By CAROLINE BECK, Alabama Daily News
MONTGOMERY, Ala. – A bill that would have allowed public charter schools to receive more local tax dollars failed to advance the Alabama House of Representatives Thursday.
House Bill 487 from Rep. Terri Collins, R-Decatur, would have made changes to the Alabama School Choice and Student Opportunity Act and allow for some local tax dollars to follow students to charter schools. After about an hour of debate, the bill failed to gain the votes necessary to clear a procedural hurdle, likely killing the bill for the rest of session.
Multiple Democrats spoke against the bill on the floor and some Republicans spoke in favor of it, but ultimately many Republicans joined Democrats and voted not to let discussion on the bill continue as the procedural vote failed 36-60.
Collins told House members that various education groups in the state were spreading misinformation about her bill and that it was only meant to supply charter schools with the local tax dollars that they are owed.
“In my mind, if I’m a parent and I choose to send my child to one public school to another in that location where I live, I think all that local money should follow that child,” Collins said. “It’s my tax dollars that I’m paying.”
Currently, both state and federal dollars follow students who leave traditional schools and enroll in charter schools, but local dollars do not.
Rep. Barbra Boyd, D-Anniston, opposed the bill saying that the state should focus more on improving existing education programs rather than working to increase charter schools in the state.

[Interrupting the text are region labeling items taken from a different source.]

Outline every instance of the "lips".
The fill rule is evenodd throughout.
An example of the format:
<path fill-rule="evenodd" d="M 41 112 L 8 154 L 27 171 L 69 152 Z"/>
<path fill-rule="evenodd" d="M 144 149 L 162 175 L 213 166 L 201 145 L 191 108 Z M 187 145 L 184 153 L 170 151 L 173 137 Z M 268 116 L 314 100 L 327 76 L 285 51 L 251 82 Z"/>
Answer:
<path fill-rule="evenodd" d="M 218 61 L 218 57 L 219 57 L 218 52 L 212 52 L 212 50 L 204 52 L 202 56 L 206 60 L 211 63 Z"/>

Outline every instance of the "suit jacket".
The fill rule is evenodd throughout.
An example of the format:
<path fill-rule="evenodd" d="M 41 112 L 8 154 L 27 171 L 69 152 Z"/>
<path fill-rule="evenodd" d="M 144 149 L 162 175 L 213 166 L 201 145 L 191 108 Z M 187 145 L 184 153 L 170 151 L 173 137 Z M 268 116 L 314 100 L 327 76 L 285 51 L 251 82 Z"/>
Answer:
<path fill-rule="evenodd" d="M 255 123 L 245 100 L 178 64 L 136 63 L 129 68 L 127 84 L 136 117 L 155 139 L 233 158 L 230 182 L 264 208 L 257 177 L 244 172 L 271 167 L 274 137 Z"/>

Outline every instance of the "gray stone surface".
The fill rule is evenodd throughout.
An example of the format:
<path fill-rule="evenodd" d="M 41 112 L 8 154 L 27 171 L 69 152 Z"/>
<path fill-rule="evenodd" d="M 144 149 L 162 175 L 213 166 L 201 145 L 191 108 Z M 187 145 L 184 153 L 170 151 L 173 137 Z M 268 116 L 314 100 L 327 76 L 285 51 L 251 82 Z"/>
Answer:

“If we want to really improve education for everybody all we need to do is to take things like the reading programs and other individualized programs for each student just as special education does,” Boyd said.
The Alabama Education Association, which represents teachers and school workers, took credit for the bill’s failure on Twitter, posting “WE WON!! The charter school bill, HB487, just failed on the House floor 60-36! We thank you for your overwhelming response to legislators by letting them know our community schools matter!” The Superintendents Association of Alabama was also actively opposing the bill.

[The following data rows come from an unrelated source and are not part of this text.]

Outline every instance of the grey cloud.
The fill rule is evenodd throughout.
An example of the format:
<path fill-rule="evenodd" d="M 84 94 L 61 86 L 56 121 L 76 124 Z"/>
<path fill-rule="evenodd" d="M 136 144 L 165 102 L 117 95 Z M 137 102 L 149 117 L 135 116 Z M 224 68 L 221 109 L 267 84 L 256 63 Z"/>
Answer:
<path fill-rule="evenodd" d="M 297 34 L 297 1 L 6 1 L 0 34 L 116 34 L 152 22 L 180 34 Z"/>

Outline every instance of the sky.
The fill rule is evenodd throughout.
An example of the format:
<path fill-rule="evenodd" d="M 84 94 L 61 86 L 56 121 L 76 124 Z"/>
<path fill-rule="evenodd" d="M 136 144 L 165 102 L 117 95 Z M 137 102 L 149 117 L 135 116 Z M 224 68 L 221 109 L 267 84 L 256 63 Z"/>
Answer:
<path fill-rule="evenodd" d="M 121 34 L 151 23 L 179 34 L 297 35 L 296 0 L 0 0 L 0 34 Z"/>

Meanwhile, the Alabama Policy Institute, a Birmingham-based conservative think tank, expressed disappointment with Republicans voting against school choice. “This afternoon, the Alabama House voted to keep playing favorites with public school students,” the group tweeted. “Do Republican House members want Alabama to permanently be #
A similar proposal, Senate Bill 387, is being sponsored by Sen. Rodger Smitherman, D-Birmingham, and is still awaiting a vote in a Senate committee. With five legislative days remaining in the session, its chances of passage are slim.
Collins helped pass in 2015 legislation that allowed charter schools in the state. There are currently five charter schools across the state, two of which are in Birmingham. New Schools for Alabama, a nonprofit based in Birmingham, said in this school year, more than 80% of students in charter schools are students of color and more than 60% are considered “economically disadvantaged,” based on qualifying for free or reduced-price school meals.